Science topics are taught either as discreet units or form part of the Creative Curriculum. Topics such as Rocks (in year 3), The Blue Abyss (in year 4), Earth and Space (in year 5) and Galapagos (in year 6) form a large part of the Creative Curriculum unit. We look for opportunities to combine scientific learning and other subject areas to enhance the children’s understanding across the curriculum. Where there is no meaningful link or we feel the scientific understanding would improve from a discrete unit, we teach in this style. We cover all areas of the National Curriculum and cover a range of biology, chemistry and physics and a balance of conceptual knowledge and development of enquiry skills are developed through each unit. Children are taught to use a range of scientific equipment and the health and safety risks associated with them.
Dr Metcalfe, our Outreach Science specialist, has worked alongside the subject leader to discuss the secondary science curriculum and has worked collaboratively to ensure the knowledge and skills being covered will prepare students well for Key Stage 3 and 4.
At the end of a unit of science, the children complete an assessment paper from the HeadStart scheme. These papers help to support teachers with their assessment and combined with the teacher’s knowledge of the child in class, help to give an accurate picture of where the children are. Staff assess the children as Working Towards the Expected Standard, Working At the Expected Standard or Working Above the Expected Standard.

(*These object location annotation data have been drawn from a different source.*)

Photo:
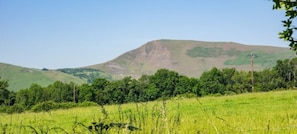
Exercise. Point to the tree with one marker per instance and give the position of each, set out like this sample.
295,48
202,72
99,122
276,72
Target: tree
291,12
212,82
166,81
4,93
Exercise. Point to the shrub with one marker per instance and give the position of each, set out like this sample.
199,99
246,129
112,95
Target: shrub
16,108
3,109
66,105
87,104
44,106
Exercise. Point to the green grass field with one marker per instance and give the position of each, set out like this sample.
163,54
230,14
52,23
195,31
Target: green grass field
270,112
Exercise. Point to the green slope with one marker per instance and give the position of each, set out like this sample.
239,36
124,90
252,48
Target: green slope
20,77
191,58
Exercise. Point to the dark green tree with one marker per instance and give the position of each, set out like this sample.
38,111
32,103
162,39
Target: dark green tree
212,82
166,81
86,93
4,92
287,34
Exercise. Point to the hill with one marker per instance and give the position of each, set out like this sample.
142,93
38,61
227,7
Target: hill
21,77
191,58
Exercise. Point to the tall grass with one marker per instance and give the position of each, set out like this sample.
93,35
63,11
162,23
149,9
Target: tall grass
272,112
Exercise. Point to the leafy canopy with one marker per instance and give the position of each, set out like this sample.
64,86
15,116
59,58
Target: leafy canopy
291,12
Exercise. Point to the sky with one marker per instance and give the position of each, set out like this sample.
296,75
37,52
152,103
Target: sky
76,33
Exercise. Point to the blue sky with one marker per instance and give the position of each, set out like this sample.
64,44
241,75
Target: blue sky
75,33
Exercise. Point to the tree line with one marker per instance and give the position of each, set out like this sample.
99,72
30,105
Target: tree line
163,84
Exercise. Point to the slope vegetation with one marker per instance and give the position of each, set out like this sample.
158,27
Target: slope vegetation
191,58
20,77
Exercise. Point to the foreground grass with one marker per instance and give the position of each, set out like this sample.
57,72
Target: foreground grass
271,112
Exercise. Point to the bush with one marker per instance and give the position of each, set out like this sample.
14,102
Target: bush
16,108
3,109
66,105
44,106
229,93
87,104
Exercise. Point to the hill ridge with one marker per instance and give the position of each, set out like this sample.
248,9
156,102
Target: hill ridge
190,57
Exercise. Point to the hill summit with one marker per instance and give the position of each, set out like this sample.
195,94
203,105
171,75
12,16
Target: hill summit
191,58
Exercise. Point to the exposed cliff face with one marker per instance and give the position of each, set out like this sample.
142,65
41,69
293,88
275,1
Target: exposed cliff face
190,57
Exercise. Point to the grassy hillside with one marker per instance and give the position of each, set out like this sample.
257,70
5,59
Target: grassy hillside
191,58
87,74
20,77
270,112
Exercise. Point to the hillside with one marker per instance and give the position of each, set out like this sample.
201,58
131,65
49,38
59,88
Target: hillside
20,77
191,58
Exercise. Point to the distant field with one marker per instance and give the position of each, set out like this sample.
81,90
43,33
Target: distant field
271,112
21,77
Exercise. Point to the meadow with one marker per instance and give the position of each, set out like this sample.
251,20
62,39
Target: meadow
265,112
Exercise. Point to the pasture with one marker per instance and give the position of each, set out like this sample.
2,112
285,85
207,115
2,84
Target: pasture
267,112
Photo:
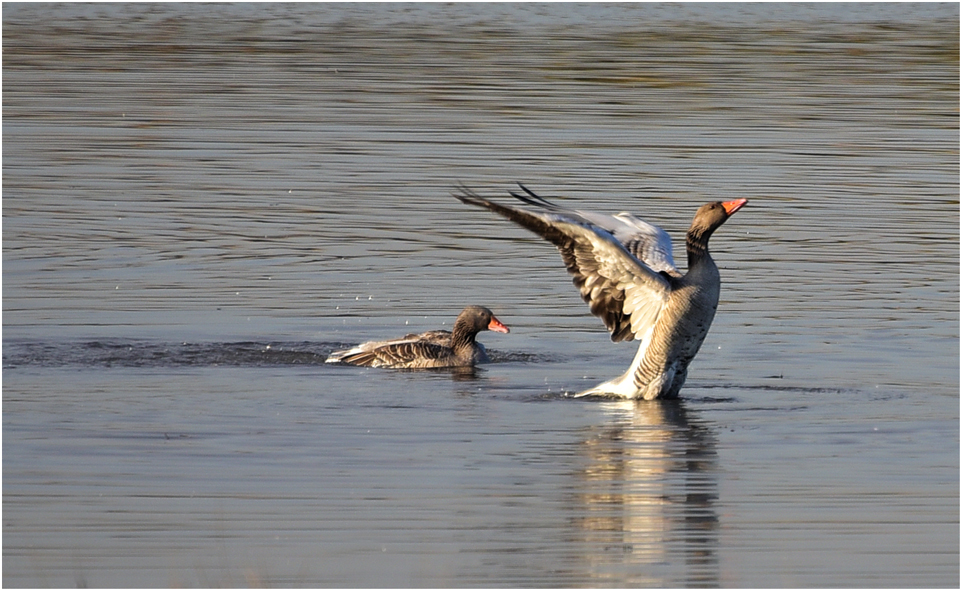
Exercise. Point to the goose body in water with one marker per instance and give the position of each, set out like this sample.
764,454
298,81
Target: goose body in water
624,270
431,350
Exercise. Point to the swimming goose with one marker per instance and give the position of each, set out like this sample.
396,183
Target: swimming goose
624,270
430,350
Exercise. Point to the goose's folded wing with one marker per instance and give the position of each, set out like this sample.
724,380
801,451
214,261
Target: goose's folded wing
391,353
624,292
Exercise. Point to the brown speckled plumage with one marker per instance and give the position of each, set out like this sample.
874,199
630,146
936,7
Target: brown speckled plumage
624,271
430,350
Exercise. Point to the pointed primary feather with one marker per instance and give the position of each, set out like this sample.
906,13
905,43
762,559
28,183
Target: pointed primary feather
623,290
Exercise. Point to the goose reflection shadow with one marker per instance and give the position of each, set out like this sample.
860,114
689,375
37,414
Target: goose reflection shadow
646,497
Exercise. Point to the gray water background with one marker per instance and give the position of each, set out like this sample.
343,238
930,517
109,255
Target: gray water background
200,202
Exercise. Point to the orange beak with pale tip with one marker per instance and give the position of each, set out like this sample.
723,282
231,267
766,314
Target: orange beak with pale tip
497,326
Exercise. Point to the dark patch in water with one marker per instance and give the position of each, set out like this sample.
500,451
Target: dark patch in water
124,353
116,353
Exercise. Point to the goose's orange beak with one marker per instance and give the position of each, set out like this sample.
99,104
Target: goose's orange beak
497,326
731,207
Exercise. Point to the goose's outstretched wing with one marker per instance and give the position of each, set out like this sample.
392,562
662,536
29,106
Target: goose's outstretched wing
623,290
647,242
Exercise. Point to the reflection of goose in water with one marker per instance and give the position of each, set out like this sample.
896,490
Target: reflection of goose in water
647,498
624,270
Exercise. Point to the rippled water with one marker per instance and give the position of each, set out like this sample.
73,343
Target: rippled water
201,202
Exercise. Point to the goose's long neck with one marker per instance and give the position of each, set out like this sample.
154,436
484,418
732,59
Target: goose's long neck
697,238
462,335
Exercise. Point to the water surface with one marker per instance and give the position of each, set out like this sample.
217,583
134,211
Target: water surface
201,202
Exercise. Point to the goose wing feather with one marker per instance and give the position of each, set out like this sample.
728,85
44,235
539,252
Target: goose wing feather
621,289
395,353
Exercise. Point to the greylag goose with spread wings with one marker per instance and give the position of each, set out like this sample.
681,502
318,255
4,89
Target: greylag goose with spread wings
624,270
431,350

This assessment information is then recorded on a class overview which can then be handed over to new teachers on transition and allows for tracking of a child’s progress in science throughout the school.
During the course of the year, children will have the opportunity to take part in designing and carrying out scientific enquiries which enables the teacher to see which scientific skills the children are most secure with and areas that need further development. At the end of the year children are assessed on their ability to work scientifically; these are judged with the same assessment descriptors.